Frankfurt Airport launches Mandarin Chinese web appFollowing last year’s successful launch of German and English apps, the airport operator, Fraport AG, is offering a new mobile service product for Chinese passengers to make traveling and transferring at Frankfurt Airport (FRA) even more comfortable and easier. The official app for Germany’s biggest aviation hub is now available in Mandarin Chinese as a mobile browser solution.
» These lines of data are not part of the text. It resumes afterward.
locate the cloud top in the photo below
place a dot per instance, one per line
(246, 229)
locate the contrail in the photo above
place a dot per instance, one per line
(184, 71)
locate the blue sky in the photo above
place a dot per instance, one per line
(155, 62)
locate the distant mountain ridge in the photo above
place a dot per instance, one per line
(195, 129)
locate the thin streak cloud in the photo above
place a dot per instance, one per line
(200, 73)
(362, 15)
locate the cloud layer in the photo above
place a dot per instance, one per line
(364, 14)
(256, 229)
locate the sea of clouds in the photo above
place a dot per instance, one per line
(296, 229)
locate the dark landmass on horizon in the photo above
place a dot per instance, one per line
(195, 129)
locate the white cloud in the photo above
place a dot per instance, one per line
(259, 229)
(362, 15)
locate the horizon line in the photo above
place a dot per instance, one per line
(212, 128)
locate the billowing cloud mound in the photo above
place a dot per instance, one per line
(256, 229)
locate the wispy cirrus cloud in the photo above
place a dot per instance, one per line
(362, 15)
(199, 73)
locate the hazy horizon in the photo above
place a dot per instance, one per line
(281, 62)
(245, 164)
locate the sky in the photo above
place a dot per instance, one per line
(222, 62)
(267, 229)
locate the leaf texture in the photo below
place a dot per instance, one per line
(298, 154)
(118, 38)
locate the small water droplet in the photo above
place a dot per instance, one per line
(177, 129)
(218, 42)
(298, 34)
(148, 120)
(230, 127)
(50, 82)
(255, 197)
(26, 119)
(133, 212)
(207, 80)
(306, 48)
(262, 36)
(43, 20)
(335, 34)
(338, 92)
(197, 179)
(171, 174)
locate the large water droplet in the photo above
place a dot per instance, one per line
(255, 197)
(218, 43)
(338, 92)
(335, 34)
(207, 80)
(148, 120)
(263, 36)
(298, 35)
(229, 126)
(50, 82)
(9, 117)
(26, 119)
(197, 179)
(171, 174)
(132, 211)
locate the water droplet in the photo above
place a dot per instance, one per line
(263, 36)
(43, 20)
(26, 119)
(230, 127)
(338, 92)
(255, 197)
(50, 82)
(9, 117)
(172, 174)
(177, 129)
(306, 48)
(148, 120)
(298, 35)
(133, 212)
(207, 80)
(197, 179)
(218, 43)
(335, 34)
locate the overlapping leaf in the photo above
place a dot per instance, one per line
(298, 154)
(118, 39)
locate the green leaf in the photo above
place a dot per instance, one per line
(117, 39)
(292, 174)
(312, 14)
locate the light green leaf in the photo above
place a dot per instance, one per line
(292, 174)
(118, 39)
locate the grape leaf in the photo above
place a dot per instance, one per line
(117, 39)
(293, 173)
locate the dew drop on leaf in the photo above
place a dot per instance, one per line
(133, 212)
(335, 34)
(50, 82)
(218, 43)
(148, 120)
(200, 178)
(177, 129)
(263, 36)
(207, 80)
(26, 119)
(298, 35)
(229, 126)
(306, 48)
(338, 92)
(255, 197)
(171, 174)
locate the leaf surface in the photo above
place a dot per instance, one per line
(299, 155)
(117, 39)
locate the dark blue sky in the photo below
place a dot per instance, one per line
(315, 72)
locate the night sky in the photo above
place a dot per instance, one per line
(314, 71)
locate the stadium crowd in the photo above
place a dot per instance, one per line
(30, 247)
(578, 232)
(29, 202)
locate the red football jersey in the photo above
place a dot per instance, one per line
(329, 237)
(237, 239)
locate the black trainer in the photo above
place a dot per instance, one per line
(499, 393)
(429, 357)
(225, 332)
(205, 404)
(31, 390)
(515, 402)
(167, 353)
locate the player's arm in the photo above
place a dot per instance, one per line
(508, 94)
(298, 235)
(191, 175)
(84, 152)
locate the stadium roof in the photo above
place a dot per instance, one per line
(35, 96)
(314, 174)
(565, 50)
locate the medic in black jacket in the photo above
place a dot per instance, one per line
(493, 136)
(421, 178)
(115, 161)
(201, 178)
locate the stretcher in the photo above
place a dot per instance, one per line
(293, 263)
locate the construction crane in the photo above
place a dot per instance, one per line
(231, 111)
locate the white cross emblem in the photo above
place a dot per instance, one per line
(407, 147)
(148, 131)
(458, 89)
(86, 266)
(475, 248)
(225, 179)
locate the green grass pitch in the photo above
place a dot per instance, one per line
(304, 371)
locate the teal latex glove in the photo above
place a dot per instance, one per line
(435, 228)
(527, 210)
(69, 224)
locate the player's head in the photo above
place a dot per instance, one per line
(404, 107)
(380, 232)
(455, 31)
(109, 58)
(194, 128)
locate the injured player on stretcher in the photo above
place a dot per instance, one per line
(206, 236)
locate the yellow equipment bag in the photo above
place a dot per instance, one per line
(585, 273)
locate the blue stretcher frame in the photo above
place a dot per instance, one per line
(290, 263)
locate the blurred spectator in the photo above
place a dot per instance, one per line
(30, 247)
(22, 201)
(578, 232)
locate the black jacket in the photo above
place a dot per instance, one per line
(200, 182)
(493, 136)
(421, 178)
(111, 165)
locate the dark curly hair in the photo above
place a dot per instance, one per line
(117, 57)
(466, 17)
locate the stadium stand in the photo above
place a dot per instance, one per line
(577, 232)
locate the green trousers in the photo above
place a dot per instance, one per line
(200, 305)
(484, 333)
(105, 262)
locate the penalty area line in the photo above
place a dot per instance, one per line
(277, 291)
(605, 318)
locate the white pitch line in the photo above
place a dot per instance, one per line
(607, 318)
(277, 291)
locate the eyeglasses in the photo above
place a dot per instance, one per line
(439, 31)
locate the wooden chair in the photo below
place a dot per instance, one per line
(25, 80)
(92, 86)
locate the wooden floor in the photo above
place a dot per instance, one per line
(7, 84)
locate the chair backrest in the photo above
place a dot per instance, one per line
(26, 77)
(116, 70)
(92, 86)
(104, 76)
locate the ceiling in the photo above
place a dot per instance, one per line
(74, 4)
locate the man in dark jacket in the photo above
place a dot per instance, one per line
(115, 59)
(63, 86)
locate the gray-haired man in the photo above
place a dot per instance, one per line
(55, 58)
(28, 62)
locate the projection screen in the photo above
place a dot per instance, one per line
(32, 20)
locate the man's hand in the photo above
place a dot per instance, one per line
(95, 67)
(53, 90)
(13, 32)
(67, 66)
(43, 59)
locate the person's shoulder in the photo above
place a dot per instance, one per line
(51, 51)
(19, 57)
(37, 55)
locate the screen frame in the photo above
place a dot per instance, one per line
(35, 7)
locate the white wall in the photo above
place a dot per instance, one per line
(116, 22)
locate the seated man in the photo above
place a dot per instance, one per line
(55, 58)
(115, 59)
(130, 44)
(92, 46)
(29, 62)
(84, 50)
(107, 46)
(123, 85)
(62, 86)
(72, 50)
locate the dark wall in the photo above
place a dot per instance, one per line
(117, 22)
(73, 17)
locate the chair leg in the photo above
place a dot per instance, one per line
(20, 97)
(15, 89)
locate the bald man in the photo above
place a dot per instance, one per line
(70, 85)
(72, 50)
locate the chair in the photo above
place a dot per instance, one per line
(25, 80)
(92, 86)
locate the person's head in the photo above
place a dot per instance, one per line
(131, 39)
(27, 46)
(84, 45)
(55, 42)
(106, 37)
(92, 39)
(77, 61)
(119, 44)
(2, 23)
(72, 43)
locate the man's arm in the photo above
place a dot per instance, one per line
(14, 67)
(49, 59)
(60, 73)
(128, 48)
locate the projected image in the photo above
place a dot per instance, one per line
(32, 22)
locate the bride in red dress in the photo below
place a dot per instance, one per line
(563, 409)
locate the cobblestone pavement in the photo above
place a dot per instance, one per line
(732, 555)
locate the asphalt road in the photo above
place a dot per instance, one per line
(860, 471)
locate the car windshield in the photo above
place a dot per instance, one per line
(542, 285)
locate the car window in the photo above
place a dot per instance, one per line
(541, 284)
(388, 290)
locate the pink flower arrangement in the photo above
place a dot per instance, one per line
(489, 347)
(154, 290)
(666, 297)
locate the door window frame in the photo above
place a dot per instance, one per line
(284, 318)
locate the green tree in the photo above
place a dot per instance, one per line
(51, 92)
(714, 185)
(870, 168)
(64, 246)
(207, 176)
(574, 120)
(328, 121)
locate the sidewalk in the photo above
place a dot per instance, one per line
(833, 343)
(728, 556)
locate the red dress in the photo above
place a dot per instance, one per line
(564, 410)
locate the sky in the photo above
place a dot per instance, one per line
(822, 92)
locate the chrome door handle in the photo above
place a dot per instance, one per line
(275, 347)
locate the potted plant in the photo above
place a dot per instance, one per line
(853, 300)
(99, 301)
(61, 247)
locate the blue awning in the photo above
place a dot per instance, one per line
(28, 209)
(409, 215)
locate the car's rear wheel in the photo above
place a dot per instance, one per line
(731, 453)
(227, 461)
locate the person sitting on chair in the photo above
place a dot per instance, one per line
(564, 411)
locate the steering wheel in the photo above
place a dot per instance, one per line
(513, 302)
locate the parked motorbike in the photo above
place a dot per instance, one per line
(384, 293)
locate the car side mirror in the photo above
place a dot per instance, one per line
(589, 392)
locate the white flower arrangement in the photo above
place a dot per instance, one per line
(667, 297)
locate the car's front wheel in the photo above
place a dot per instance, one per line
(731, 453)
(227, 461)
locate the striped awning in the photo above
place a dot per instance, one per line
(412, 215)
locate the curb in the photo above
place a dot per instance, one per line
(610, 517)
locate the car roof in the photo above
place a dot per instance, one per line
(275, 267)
Like the other language versions, this Chinese FRA web-app helps passengers prepare for their visit to the airport: with useful information about shops, restaurants and services; maps for orientation and wayfinding; as well as current flight data. Travelers who want to receive a refund on the value-added tax (VAT) paid for goods purchased during their visit to the EU can learn more about services offered by Global Blue, International Currency Exchange, Premier Tax Free, and Tax Free Worldwide.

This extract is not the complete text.